Menurut pemerhati Cina dan etnik Tionghoa dari Universitas Pelita Harapan itu, kembalinya kecenderungan mencampuradukkan persepsi Cina dan etnik Tionghoa tersebut dapat dianalisis dalam konteks ekspansi ekonomi RRC yang disertai upaya negeri itu menanamkan kuasa lunak (soft power)-nya di Indonesia.
“Namun demikian, kecenderungan diatas harus ditinggalkan, mengingat etnik Tionghoa sebenarnya telah sepenuhnya menjadi Indonesia setelah mengalami proses akulturasi selama berabad abad. Alih-alih berorientasi pada ‘tanah leluhur,’ mereka kini berpegang pada peribahasa luodi shenggen, yang artinya, kurang lebih, berakar pada tanah di mana mereka tinggal,” jelasnya.

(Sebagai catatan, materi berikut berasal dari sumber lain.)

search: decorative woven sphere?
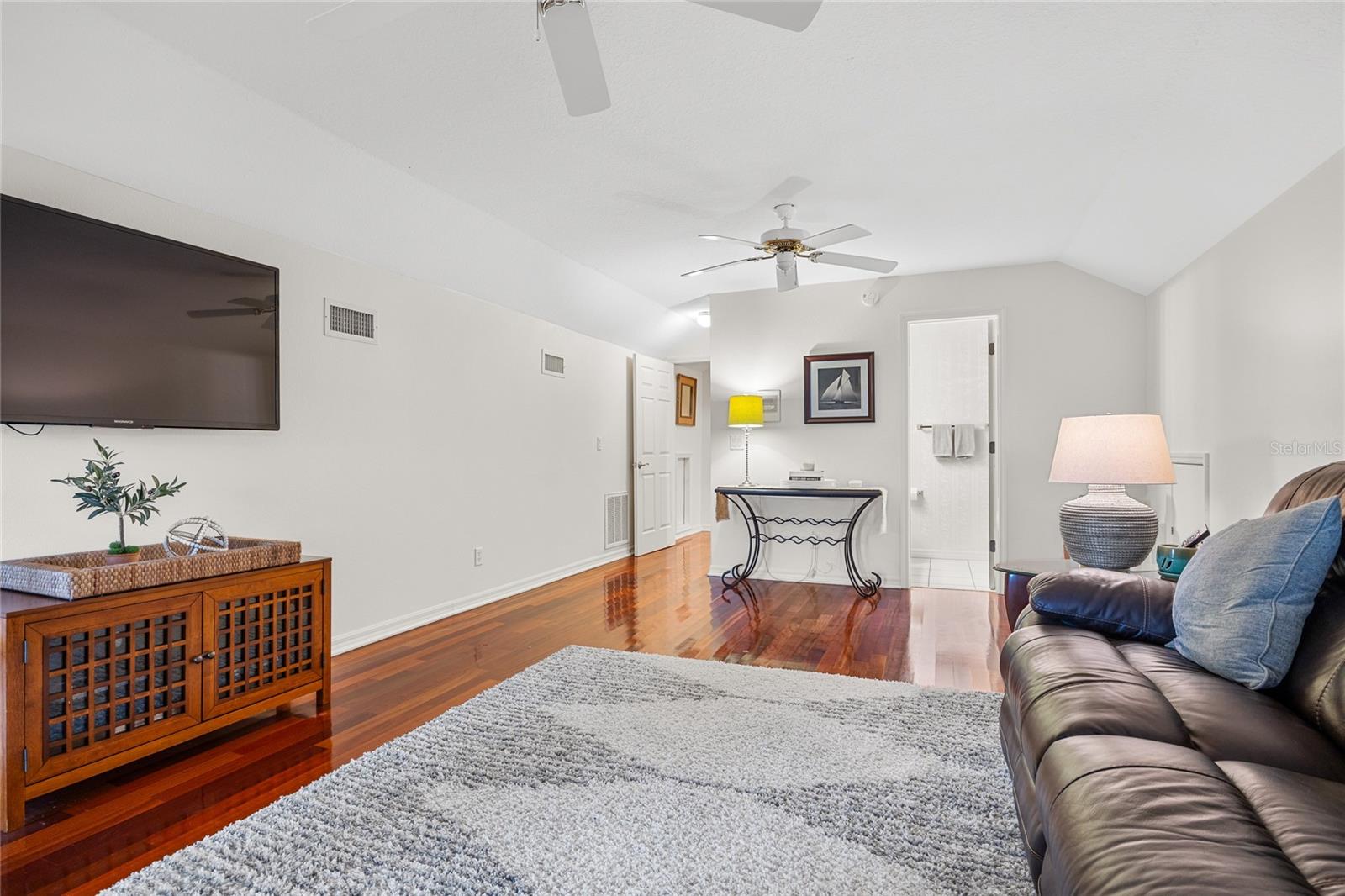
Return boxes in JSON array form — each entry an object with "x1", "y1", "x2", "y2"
[{"x1": 164, "y1": 517, "x2": 229, "y2": 557}]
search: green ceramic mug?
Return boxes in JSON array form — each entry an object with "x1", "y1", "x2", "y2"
[{"x1": 1155, "y1": 545, "x2": 1195, "y2": 581}]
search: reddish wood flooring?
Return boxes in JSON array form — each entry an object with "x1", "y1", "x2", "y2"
[{"x1": 0, "y1": 535, "x2": 1009, "y2": 896}]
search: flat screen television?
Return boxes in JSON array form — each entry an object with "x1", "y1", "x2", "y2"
[{"x1": 0, "y1": 197, "x2": 280, "y2": 430}]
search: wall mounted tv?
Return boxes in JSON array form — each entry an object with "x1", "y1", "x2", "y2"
[{"x1": 0, "y1": 197, "x2": 280, "y2": 430}]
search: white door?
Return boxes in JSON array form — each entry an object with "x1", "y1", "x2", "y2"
[{"x1": 630, "y1": 356, "x2": 677, "y2": 557}]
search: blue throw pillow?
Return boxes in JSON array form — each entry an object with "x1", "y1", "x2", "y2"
[{"x1": 1168, "y1": 498, "x2": 1341, "y2": 690}]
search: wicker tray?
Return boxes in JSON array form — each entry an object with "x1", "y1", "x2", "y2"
[{"x1": 0, "y1": 538, "x2": 300, "y2": 600}]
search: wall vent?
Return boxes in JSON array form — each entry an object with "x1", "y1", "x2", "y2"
[
  {"x1": 542, "y1": 349, "x2": 565, "y2": 377},
  {"x1": 323, "y1": 298, "x2": 378, "y2": 345},
  {"x1": 603, "y1": 491, "x2": 630, "y2": 549}
]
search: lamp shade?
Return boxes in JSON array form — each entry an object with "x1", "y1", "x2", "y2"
[
  {"x1": 1051, "y1": 414, "x2": 1177, "y2": 486},
  {"x1": 729, "y1": 396, "x2": 765, "y2": 426}
]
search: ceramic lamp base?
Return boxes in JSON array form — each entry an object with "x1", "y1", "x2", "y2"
[{"x1": 1060, "y1": 486, "x2": 1158, "y2": 569}]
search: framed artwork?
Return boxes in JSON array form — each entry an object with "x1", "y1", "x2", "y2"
[
  {"x1": 803, "y1": 351, "x2": 874, "y2": 424},
  {"x1": 678, "y1": 374, "x2": 695, "y2": 426},
  {"x1": 757, "y1": 389, "x2": 780, "y2": 423}
]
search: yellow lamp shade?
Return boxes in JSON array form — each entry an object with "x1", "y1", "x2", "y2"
[{"x1": 729, "y1": 396, "x2": 765, "y2": 426}]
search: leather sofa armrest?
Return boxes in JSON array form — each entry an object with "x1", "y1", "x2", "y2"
[{"x1": 1027, "y1": 567, "x2": 1177, "y2": 645}]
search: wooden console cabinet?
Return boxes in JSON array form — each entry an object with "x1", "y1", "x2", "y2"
[{"x1": 0, "y1": 557, "x2": 331, "y2": 831}]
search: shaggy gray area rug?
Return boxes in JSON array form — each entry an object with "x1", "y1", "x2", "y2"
[{"x1": 106, "y1": 647, "x2": 1031, "y2": 894}]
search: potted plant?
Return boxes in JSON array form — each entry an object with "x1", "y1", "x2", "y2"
[{"x1": 51, "y1": 439, "x2": 187, "y2": 564}]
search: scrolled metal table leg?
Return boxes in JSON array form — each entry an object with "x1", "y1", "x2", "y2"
[
  {"x1": 720, "y1": 495, "x2": 762, "y2": 588},
  {"x1": 845, "y1": 498, "x2": 883, "y2": 598}
]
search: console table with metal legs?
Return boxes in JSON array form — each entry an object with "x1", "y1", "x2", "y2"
[{"x1": 715, "y1": 486, "x2": 883, "y2": 598}]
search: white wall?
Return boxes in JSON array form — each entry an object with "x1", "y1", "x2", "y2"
[
  {"x1": 0, "y1": 3, "x2": 699, "y2": 356},
  {"x1": 672, "y1": 360, "x2": 715, "y2": 531},
  {"x1": 0, "y1": 148, "x2": 630, "y2": 647},
  {"x1": 710, "y1": 262, "x2": 1148, "y2": 584},
  {"x1": 906, "y1": 318, "x2": 990, "y2": 564},
  {"x1": 1150, "y1": 153, "x2": 1345, "y2": 531}
]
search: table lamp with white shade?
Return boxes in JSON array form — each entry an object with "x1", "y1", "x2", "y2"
[
  {"x1": 729, "y1": 396, "x2": 765, "y2": 486},
  {"x1": 1051, "y1": 414, "x2": 1177, "y2": 569}
]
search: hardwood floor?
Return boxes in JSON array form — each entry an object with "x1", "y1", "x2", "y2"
[{"x1": 0, "y1": 534, "x2": 1009, "y2": 896}]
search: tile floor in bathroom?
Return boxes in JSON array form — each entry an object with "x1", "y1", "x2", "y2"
[{"x1": 910, "y1": 557, "x2": 994, "y2": 591}]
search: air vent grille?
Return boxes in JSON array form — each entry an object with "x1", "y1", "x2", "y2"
[
  {"x1": 323, "y1": 302, "x2": 378, "y2": 343},
  {"x1": 604, "y1": 491, "x2": 630, "y2": 547}
]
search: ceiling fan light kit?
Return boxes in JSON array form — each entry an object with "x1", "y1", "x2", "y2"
[{"x1": 682, "y1": 202, "x2": 897, "y2": 292}]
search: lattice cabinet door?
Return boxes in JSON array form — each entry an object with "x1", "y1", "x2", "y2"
[
  {"x1": 204, "y1": 571, "x2": 327, "y2": 719},
  {"x1": 24, "y1": 593, "x2": 203, "y2": 783}
]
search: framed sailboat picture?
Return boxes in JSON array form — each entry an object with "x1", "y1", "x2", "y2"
[{"x1": 803, "y1": 351, "x2": 873, "y2": 424}]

Menurut Johanes, sebagaimana diungkapkan Profesor Suryadinata dalam buku berjudul The Rise of China and The Chinese Overseas: A Study of Beijing’s Changing Policy in Southeast Asia and Beyond.
Bila sebelumnya Cina menganggap semua Tionghoa perantauan sebagai warganya, maka sejak 1955 Beijing mendorong Tionghoa peranakan untuk berintegrasi dengan masyarakat di mana mereka tinggal.
Baca Juga
Sikap Cina di atas dipertegas kembali pada 1980, ketika Beijing menerbitkan sebuah undang undang kewarganegaraan, yang secara tegas melepaskan pengakuan Cina atas orang Tionghoa Perantauan yang telah memperoleh kewarganegaraan asing.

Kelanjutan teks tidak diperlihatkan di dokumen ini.